In North America, the typical fishways that can be found at hydroelectric and other dam sites include the following:
The Denil is a Baffle-Type Fishway that was developed in the early 1900s in Belgium. Its design consists mainly of a canal with a slope in the range of 1:5 to 1:10, in which baffles are installed at a 45° angle with the bottom slope of the canal. The use of baffles allows for excellent energy dissipation and thus reduces energy requirements for fish to migrate through the system.
The Alaska Steeppass is also a Baffle-Type Fishway that was designed to be constructed out of aluminium sheets, so that it can be prefabricated and transported into remote sites.
The Vertical Slot fishway is composed of a canal in which baffles are placed with single or double vertical slots. This type of fishway is commonly used where high variations in water levels are observed.
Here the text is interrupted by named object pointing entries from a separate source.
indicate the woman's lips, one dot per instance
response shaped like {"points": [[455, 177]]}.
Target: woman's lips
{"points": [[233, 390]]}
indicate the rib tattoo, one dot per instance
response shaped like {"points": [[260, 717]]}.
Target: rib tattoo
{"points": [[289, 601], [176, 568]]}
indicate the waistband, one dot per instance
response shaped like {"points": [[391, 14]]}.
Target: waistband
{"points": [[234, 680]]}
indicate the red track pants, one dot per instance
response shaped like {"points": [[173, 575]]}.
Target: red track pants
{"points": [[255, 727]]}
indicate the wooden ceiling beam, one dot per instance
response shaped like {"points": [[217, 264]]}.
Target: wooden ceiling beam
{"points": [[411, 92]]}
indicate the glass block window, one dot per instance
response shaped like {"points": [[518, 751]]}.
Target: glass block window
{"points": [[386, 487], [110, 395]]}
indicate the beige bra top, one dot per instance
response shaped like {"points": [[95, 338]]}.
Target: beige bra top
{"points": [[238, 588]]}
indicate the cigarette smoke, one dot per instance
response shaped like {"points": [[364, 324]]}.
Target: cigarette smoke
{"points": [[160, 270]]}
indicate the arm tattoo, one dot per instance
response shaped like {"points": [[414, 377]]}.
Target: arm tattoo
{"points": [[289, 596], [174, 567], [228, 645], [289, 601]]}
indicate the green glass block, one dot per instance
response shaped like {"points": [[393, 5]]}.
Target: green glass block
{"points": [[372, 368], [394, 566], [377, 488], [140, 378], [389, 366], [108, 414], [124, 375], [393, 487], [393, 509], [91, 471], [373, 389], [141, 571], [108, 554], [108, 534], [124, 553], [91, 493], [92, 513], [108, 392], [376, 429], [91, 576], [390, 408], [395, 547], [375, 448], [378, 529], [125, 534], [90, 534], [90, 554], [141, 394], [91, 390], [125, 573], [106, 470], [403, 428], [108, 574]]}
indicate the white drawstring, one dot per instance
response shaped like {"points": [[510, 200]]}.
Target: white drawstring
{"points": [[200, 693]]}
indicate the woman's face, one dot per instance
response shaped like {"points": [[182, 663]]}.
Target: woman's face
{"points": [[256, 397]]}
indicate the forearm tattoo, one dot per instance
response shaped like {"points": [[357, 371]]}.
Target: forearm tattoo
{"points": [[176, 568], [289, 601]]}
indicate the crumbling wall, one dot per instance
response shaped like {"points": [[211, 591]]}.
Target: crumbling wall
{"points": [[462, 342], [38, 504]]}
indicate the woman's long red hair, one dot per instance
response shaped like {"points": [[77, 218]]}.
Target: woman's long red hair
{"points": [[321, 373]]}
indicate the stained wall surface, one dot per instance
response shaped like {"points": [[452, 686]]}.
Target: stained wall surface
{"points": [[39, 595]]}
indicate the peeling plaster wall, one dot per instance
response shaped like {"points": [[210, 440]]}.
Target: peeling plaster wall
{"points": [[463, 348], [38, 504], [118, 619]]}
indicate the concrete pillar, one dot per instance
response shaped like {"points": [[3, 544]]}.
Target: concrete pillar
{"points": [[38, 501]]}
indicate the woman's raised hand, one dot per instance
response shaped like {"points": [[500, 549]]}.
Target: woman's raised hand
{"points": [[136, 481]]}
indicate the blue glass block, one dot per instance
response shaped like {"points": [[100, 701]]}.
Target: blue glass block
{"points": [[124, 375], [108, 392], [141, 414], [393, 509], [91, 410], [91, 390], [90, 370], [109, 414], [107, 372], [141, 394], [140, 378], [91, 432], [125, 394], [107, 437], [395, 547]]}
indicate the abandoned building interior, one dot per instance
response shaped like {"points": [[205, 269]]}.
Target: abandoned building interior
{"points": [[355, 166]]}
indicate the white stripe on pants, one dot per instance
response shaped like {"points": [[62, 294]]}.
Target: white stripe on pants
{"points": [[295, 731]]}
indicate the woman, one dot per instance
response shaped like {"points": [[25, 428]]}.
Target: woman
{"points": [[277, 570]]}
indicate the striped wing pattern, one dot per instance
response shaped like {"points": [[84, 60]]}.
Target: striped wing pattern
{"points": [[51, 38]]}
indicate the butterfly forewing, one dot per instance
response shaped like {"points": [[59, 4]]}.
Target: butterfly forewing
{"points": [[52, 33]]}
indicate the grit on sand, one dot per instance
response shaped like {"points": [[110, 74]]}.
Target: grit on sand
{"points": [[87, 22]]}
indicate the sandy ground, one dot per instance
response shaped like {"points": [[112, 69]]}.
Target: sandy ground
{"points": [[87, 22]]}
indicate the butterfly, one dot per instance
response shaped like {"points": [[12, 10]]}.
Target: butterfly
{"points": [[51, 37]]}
One of the advantage of the vertical slot design is that ascent of the fishway is possible at any depth the fish chooses. There can be considerable variation on depth selection by fish, depending on the fish species, time of day, light conditions, turbidity of the water, etc.
The pool and weir fishway consists of, a canal into which vertical baffles are installed, similar to a vertical slot fishway. However, these baffles act as weirs and thus control the hydraulic conditions within each pool. The pool and weir fishway is more sensitive to water level fluctuations than the Denil or vertical slot fishways.
The use of orifices in the baffles is frequently seen in this design. Such orifices allow for passage of certain fish species that show less swimming and jumping capacity than salmonids. The presence of an orifice (usually at the bottom of the baffles) allows fish to migrate from one pool to another without having to jump.
Fish Elevators are used to pass fish over high-head dams where the length of conventional fishways would result in excessive stress on the fish or excessive cost to construct. Fish elevators may also be considered for medium-head dams when considering fish species such as sturgeon and shad that have difficulties in conventional fishways. In a fish elevator attraction flow is used to draw fish into a holding chamber where they are lifted with a hopper directly to the headpond level. The main advantages of such systems are initial costs which are somewhat independent of the height of the dams, and tolerance to upstream water levels.
An alternative to the other conventional technical fishways is to put in place an artificial nature-like channel. These channels provide an environmentally friendly design that allows not only for fish passage (both upstream and downstream), it also creates fish habitat. However, their low gradient from less than 2% to a maximum of 5% to surmount a given dam height means that they will be very long compared to other systems. Additionally, nature-like channels require more space than other fish passage designs, so they would not be appropriate if space is limited, unless an in-channel configuration is possible.
A rock ramp is another type of nature-like fishway that can be installed within the extents of the existing stream channel. Instead of going around the barrier with a bypass channel a rock ramp can be constructed to allow fish to pass directly over the barrier. Rock ramps also typically have a gradient of 2-5%.
A modification to the Fish Elevator is the trapping system where instead of lifting the fish with a hopper to the headpond elevation, fish are moved from the hopper into a truck and then transported upstream to a release point. This system is used fairly frequently on rivers that have multiple barriers, especially if the upstream barriers do not yet have means to allow fish passage. Trap and truck systems give river managers flexibility for optimal distribution of the fishery resource on the river reach.